Rationale and Objectives
The objective of this study was to quantify the impact of different rounding methods on size measurements of pulmonary nodules and to determine the number of nodules that change management categories as a result of rounding.
Materials and Methods
For this retrospective institutional review board-approved study, we included 503 incidental pulmonary nodules (308 solid and 195 subsolid) from a data repository. Long and short axes were measured. Average diameters were calculated using four different rounding methods (method 1: no rounding; method 2: rounding only the average diameter to the closest millimeter; method 3: rounding only short and long axes; and method 4: rounding short and long axes and the average diameter to the closest millimeter). Nodules were classified for each rounding method according to the 2017 Fleischner Society guideline management categories. Measurements were compared among the four rounding methods using analysis of variance.
Results
Without rounding, the average nodule diameter was 15.67 ± 5.97 mm. This increased between 0.03 and 0.29 mm using rounding methods 2–4 (range: P < 0.001–0.017). The nodule size was more frequently rounded up (range: 52.1%–77.5%) than rounded down (range: 17.7%–42.5%) using rounding methods 2–4, as compared to no rounding. In the 308 solid nodules, up to 2.9% of the nodules changed management category, whereas none of the 195 subsolid nodules changed category.
Conclusions
Rounding methods have a small absolute but statically significant effect on nodule size, impacting management category in less than 3% of the nodules.
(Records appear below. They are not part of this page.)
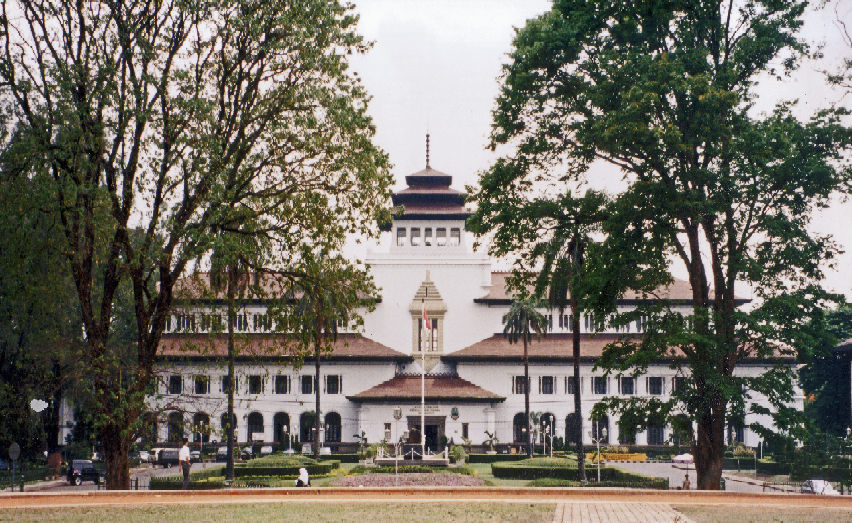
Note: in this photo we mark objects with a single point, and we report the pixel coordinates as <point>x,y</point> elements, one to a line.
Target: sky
<point>435,68</point>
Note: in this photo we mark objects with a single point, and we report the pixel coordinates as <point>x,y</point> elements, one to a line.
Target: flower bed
<point>408,480</point>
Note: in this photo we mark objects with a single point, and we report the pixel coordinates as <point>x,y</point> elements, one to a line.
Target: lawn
<point>749,514</point>
<point>297,512</point>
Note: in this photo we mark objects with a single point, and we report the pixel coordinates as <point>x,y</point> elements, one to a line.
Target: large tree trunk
<point>229,463</point>
<point>578,406</point>
<point>116,447</point>
<point>317,420</point>
<point>709,451</point>
<point>527,399</point>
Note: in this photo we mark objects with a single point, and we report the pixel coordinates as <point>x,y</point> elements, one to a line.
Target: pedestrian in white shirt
<point>185,464</point>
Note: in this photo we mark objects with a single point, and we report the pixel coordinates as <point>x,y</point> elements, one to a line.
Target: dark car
<point>80,470</point>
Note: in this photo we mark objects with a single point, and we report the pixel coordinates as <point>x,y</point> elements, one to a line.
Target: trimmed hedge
<point>316,469</point>
<point>176,483</point>
<point>493,458</point>
<point>738,464</point>
<point>648,482</point>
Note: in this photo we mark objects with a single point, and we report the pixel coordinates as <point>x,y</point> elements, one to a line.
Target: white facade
<point>456,287</point>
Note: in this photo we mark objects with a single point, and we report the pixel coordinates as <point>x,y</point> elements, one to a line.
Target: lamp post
<point>597,442</point>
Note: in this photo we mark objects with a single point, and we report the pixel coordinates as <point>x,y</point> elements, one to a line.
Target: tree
<point>561,278</point>
<point>181,119</point>
<point>520,323</point>
<point>826,378</point>
<point>325,304</point>
<point>665,93</point>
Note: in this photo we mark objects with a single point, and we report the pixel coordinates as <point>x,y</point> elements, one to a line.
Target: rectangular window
<point>440,236</point>
<point>332,384</point>
<point>427,341</point>
<point>226,384</point>
<point>175,384</point>
<point>307,384</point>
<point>655,386</point>
<point>202,385</point>
<point>455,237</point>
<point>569,384</point>
<point>255,385</point>
<point>282,384</point>
<point>545,385</point>
<point>656,436</point>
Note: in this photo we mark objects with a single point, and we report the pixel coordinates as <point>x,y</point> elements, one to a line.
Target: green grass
<point>297,512</point>
<point>749,514</point>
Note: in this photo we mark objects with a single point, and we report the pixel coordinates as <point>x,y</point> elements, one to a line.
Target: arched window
<point>573,428</point>
<point>200,427</point>
<point>519,435</point>
<point>547,420</point>
<point>332,427</point>
<point>598,427</point>
<point>306,426</point>
<point>225,424</point>
<point>279,421</point>
<point>150,427</point>
<point>255,426</point>
<point>176,427</point>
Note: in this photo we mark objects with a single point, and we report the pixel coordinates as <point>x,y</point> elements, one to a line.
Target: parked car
<point>80,470</point>
<point>818,486</point>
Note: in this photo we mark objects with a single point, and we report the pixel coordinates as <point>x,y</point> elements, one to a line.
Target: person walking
<point>185,463</point>
<point>303,480</point>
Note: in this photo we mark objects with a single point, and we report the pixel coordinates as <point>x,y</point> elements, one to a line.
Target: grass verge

This suggests that, in clinical practice, any rounding method can be used for determining nodule size without substantially biasing individual nodules toward given management categories.
Introduction
“Rounding” refers to the replacement of a number by another number of approximately the same value, but which is shorter and simpler to use . The newly published 2017 Fleischner Society guidelines for the management of pulmonary nodules recommend expressing nodule size “rounded” to the nearest millimeter . There are, however, different possible approaches to rounding the size of pulmonary nodules , but the guidelines are not explicit as to which of these approaches should be used.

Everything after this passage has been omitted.